Not Nagy. There’s never any sense of dread. He’ll wake up early Sunday with the same feeling he has every week: That the Bears’ offense will erupt and leave the Lions gasping.

“That’s the only way I think,” Nagy said. “Ever.”

He knows the Bears rank 29th in total yardage, 26th in scoring and can’t make headway via the air or ground. He knows few quarterbacks are less trustworthy than Mitch Trubisky. He knows his team scored a legitimate 20 points just twice in the first eight games.

It isn’t that he’s naïve or foolish. It’s that his confidence is runs deeper than just smiling in press conferences. Nagy will not allow the pounding of repeated failures to wear him down.

“When it doesn’t happen, it’s hard,” he said. “That part’s frustrating.

“But just because of our record, and just because of what has happened these first eight weeks — I’ll never let that affect the way I feel. And then I try to portray that to everybody else and let them know. And if there is any [sense that] you don’t have that mentality, that’s not gonna work really well with this team.”

It’s been more than a month of Nagy starting his day with that thought only to watch the offense implode once again. But if he’s ever going to be right, if the Bears are ever going to experience a breakthrough, this is the week for it.

There’s common ground between Nagy and Lions coach Matt Patrica. Both are struggling horribly at their supposed specialty.

The only team worse defensively than the Lions is Cincinnati, which doesn’t even count.

Detroit is allowing 27.1 points per game. Twenty-seven. Let your imagination wander for a moment to the fantasy of the Chicago Bears scoring 27 points in 2019.

The Lions gave up 99 points over their last three games. They can’t stop the run or the pass, ranking bottom-six defensively in both. They have three interceptions this season, don’t get many sacks (one every 23.4 drop-backs) and they give away third-down conversions like free samples at Costco.

They’re depleted at safety after trading Quandre Diggs last month and ruling out Miles Killebrew and Tracy Walker this week with injuries.

That’s exactly the medicine for what ails the Bears.

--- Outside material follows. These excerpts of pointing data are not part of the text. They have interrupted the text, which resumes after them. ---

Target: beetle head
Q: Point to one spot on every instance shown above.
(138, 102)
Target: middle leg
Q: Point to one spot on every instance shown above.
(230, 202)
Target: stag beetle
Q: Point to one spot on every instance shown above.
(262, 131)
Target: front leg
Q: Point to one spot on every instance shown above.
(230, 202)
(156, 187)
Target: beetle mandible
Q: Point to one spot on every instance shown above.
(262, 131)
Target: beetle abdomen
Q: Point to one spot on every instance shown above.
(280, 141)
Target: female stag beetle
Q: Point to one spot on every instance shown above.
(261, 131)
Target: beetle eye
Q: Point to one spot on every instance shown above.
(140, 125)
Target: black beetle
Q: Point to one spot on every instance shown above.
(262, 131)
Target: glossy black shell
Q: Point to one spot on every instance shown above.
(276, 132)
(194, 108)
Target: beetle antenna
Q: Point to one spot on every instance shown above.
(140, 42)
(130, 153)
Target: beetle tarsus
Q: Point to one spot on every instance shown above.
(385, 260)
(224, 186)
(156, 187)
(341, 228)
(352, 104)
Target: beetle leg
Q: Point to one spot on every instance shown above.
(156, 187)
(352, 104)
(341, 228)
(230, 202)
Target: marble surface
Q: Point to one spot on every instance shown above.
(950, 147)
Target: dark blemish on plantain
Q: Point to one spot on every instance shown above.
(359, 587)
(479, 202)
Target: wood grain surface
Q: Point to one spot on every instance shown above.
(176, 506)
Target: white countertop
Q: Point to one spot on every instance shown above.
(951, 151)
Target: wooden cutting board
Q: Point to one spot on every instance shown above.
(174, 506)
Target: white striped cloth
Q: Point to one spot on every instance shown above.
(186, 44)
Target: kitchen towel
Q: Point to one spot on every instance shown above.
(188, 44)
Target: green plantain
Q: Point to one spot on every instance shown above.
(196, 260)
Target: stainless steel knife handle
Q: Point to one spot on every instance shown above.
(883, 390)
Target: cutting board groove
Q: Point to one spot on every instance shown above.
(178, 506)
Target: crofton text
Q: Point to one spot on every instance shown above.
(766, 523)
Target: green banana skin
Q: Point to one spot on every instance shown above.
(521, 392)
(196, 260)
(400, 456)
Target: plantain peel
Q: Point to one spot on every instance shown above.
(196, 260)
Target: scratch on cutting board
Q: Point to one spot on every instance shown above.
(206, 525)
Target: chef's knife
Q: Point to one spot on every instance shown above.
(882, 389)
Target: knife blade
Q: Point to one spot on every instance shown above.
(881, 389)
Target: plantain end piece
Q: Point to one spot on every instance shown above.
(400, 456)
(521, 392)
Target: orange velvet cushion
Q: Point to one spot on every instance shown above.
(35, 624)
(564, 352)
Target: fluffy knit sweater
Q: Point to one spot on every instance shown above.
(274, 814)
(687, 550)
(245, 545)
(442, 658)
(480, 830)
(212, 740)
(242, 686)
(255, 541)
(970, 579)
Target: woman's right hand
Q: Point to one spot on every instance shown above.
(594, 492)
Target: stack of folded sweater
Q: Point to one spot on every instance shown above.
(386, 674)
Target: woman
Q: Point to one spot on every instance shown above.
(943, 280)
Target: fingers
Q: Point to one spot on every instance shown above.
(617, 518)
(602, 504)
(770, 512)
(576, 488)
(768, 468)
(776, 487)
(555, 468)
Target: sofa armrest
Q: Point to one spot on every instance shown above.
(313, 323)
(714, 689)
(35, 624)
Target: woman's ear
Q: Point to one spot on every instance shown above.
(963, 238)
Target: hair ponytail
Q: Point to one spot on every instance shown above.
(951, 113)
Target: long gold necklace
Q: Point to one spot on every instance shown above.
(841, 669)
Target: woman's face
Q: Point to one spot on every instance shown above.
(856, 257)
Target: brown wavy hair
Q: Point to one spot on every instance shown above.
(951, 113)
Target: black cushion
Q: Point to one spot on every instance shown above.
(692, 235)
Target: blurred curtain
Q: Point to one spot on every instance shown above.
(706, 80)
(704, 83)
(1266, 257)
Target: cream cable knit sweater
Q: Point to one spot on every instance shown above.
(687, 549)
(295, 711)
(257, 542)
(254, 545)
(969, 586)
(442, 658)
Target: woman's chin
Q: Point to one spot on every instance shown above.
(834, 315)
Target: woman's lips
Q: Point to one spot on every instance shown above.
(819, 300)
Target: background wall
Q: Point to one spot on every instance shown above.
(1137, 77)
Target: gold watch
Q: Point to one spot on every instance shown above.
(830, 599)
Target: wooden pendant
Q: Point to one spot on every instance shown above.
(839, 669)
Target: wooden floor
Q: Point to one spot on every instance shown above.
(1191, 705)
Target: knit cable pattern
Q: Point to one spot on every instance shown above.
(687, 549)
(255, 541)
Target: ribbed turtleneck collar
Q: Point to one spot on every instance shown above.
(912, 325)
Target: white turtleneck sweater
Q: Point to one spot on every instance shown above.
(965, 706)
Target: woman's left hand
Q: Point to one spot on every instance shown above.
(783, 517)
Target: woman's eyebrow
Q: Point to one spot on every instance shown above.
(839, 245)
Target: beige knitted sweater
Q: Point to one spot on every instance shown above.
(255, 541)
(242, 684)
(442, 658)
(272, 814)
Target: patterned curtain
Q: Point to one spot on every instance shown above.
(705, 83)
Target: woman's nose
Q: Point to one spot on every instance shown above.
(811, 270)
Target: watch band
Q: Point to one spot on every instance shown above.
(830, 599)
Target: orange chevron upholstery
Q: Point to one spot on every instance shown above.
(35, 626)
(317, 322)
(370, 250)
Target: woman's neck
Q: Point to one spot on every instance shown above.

And don’t dismiss what a nice afternoon offensively would do for this team, even against the Lions. There’s a cloud over the locker room because both the offense and defense know that only one side is doing its job, and there’s only so long it can sit hang before it bursts into a downpour.

But an outburst by the offense and a win — it’d be the Bears’ first since Sept. 29 — would change everything. At minimum, it would brighten the mood at Halas Hall and remind the team what confidence feels like as it attempts the near-impossible task of saving this season.